To verify if anti-M antibody inhibits binding to target cells, purified MEN and MENS VLPs and iodixanol-concentrated HCoV-NL63 were incubated for 1 h at room temperature with an equal volume of rabbit polyclonal anti-M serum at 1:10 or PBS. Next, samples were added to LLC-Mk2 cells seeded on glass coverslips 48 h earlier and grown to 80% confluence and washed with PBS directly before the experiment. After 4 h of incubation at 4°C, cells were washed three times with PBS, fixed, and stained with anti-N antibody for confocal microscopy analysis, as described above. As a control, an identical experiment was conducted with preimmune rabbit serum. Additionally, the effect of anti-M serum on HCoV-OC43 adhesion to HRT-18G cells was examined in a corresponding experiment.
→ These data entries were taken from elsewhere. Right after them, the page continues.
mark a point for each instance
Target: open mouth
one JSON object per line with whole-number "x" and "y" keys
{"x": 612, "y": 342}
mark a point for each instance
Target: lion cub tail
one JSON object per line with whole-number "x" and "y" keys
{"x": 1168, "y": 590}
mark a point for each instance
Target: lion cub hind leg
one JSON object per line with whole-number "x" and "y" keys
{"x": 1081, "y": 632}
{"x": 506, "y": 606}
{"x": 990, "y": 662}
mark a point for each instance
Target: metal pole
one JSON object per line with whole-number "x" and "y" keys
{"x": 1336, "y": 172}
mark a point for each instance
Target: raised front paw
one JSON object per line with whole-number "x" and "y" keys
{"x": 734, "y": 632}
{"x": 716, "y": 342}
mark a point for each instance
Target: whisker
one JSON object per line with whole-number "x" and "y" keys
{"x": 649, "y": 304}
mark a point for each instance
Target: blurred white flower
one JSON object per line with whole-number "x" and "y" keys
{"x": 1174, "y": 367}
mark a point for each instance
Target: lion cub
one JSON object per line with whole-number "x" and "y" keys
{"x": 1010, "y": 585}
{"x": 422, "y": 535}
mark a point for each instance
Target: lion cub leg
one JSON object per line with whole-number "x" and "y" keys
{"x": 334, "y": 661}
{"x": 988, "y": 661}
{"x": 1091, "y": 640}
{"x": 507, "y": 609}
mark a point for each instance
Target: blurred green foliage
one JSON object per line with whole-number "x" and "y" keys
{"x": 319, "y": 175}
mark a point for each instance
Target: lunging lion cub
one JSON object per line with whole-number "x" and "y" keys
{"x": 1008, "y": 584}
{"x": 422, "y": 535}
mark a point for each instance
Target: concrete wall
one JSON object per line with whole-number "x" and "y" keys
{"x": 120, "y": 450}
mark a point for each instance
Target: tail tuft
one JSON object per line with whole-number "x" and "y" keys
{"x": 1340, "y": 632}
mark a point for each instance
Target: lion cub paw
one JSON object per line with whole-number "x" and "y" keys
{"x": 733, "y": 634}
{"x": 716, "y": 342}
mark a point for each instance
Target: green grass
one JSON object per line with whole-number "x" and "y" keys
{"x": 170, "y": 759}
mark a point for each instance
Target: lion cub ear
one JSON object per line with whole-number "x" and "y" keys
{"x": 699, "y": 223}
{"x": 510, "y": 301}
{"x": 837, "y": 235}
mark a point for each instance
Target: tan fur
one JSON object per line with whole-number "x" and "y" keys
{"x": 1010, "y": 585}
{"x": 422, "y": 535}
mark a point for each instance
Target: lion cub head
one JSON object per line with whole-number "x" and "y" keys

The number of particles and number of cells were quantified using the ImageJ Fiji 3D Objects Counter tool.
Statistical analysis.
All data were tested for normality using a Shapiro-Wilk test and a Mann-Whitney test (for pseudoneutralization assays), a Kruskal-Wallis test with Dunn’s multiple-comparison test (for the anti-ACE2 antibody effect on VLP adhesion to cells), or one-way analysis of variance (ANOVA) with a Dunnett multiple-comparison test (for the HS effect on VLPs adhesion to cells). P values of <0.05 were considered significant. All graphs were prepared using GraphPad Prism 7.